Some embodiments of the present invention are directed to controlling sharing at an individual image level based on consent level of an originating sharing party.
Some embodiments of the present invention are directed to integrating the application of consent control of image sharing across any software not having to restrict it to a particular application.
Some embodiments of the present invention are directed to watermark placement by AI/ML technique to avoid manual changes or modification.
Some embodiments of the present invention are directed to content control when mixed strategies are applied with multiple images instead of blocking everything from display in a screenshot.
Some embodiments of the present invention are directed to a mechanism to safeguard the unwanted posting of content onto social media without the consent from the initial sender. Even when a sender posts an image on social media, the same restrictions apply as when on mobile to contain unwanted consumption as with the watermark enabled if anyone else other than the intended recipient tries to consume the image would be blurred out ensuring no one else can use external devices to make copies of the image if not approved.
Some embodiments of the present invention are directed to forward consent by use of embedded watermarks where the watermark embedding process is automatic and both the placement and detection of the watermark is performed by leveraging artificial intelligence and machine learning techniques such as image detection and text pattern analysis.
Some embodiments of the present invention are directed to a system and method to provide the capability to the sender to be in control on who can receive shared images and whether or not a receiving party can forward the images to third parties, thus safeguarding the privacy of the sharing user.
Some embodiments of the present invention are directed to a system and method for an machine learning driven solution and method that can both embed visible watermarks and non-visible watermarks (metadata) into an image to lock down the operating system and other forwarding capabilities when consent is not provided for sharing the image by the originating sharer.
Some helpful definitions follow:
Present invention: should not be taken as an absolute indication that the subject matter described by the term “present invention” is covered by either the claims as they are filed, or by the claims that may eventually issue after patent prosecution; while the term “present invention” is used to help the reader to get a general feel for which disclosures herein that are believed as maybe being new, this understanding, as indicated by use of the term “present invention,” is tentative and provisional and subject to change over the course of patent prosecution as relevant information is developed and as the claims are potentially amended.
Embodiment: see definition of “present invention” above—similar cautions apply to the term “embodiment.”
and/or: inclusive or; for example, A, B “and/or” C means that at least one of A or B or C is true and applicable.

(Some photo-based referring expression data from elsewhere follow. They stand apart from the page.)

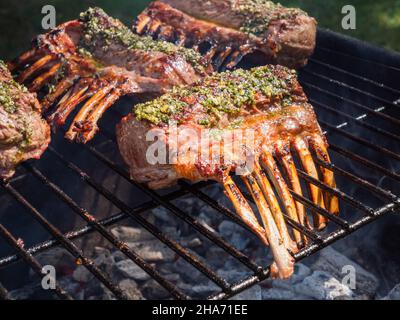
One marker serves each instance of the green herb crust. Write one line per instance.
(222, 94)
(7, 90)
(98, 26)
(258, 14)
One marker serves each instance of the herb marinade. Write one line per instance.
(258, 14)
(222, 93)
(97, 27)
(7, 98)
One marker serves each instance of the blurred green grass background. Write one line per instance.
(377, 21)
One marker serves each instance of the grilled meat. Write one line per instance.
(23, 133)
(256, 118)
(228, 30)
(97, 59)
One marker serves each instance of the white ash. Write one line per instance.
(318, 277)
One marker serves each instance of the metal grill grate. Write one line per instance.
(353, 94)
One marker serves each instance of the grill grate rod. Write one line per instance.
(350, 200)
(47, 245)
(31, 261)
(323, 212)
(376, 112)
(354, 76)
(358, 120)
(123, 247)
(67, 244)
(360, 140)
(369, 62)
(3, 293)
(216, 239)
(386, 194)
(347, 86)
(365, 162)
(333, 237)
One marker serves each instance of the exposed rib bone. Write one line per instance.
(328, 177)
(35, 67)
(273, 203)
(40, 81)
(282, 189)
(86, 109)
(242, 207)
(63, 111)
(60, 88)
(289, 167)
(96, 114)
(282, 258)
(315, 193)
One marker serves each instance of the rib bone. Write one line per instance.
(319, 147)
(284, 261)
(280, 186)
(269, 195)
(315, 193)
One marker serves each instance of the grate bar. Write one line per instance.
(242, 285)
(350, 200)
(360, 140)
(67, 244)
(369, 62)
(179, 213)
(359, 120)
(364, 183)
(375, 112)
(47, 245)
(354, 76)
(313, 207)
(365, 162)
(347, 86)
(3, 293)
(31, 261)
(123, 247)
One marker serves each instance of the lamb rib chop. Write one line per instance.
(245, 122)
(97, 59)
(228, 30)
(23, 133)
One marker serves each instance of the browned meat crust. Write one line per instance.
(97, 59)
(232, 29)
(23, 133)
(266, 102)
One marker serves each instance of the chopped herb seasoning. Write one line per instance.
(221, 94)
(258, 14)
(100, 29)
(7, 89)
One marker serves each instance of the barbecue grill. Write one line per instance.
(355, 90)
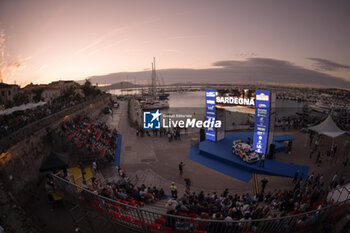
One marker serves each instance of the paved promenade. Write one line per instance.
(152, 160)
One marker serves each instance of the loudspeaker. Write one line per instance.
(201, 134)
(272, 151)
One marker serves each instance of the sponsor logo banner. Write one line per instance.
(210, 106)
(262, 117)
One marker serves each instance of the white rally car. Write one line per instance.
(245, 151)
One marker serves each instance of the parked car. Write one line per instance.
(245, 151)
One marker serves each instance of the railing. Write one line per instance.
(20, 134)
(147, 221)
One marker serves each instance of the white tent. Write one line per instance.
(21, 108)
(328, 128)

User/subscriber: includes, but is not necessarily limited to, the following: (i) a single individual human; (ii) an artificial intelligence entity with sufficient intelligence to act as a user or subscriber; and/or (iii) a group of related users or subscribers.
Module/Sub-Module: any set of hardware, firmware and/or software that operatively works to do some kind of function, without regard to whether the module is: (i) in a single local proximity; (ii) distributed over a wide area; (iii) in a single proximity within a larger piece of software code; (iv) located within a single piece of software code; (v) located in a single storage device, memory or medium; (vi) mechanically connected; (vii) electrically connected; and/or (viii) connected in data communication.
Computer: any device with significant data processing and/or machine readable instruction reading capabilities including, but not limited to: desktop computers, mainframe computers, laptop computers, field-programmable gate array (FPGA) based devices, smart phones, personal digital assistants (PDAs), body-mounted or inserted computers, embedded device style computers, application-specific integrated circuit (ASIC) based devices.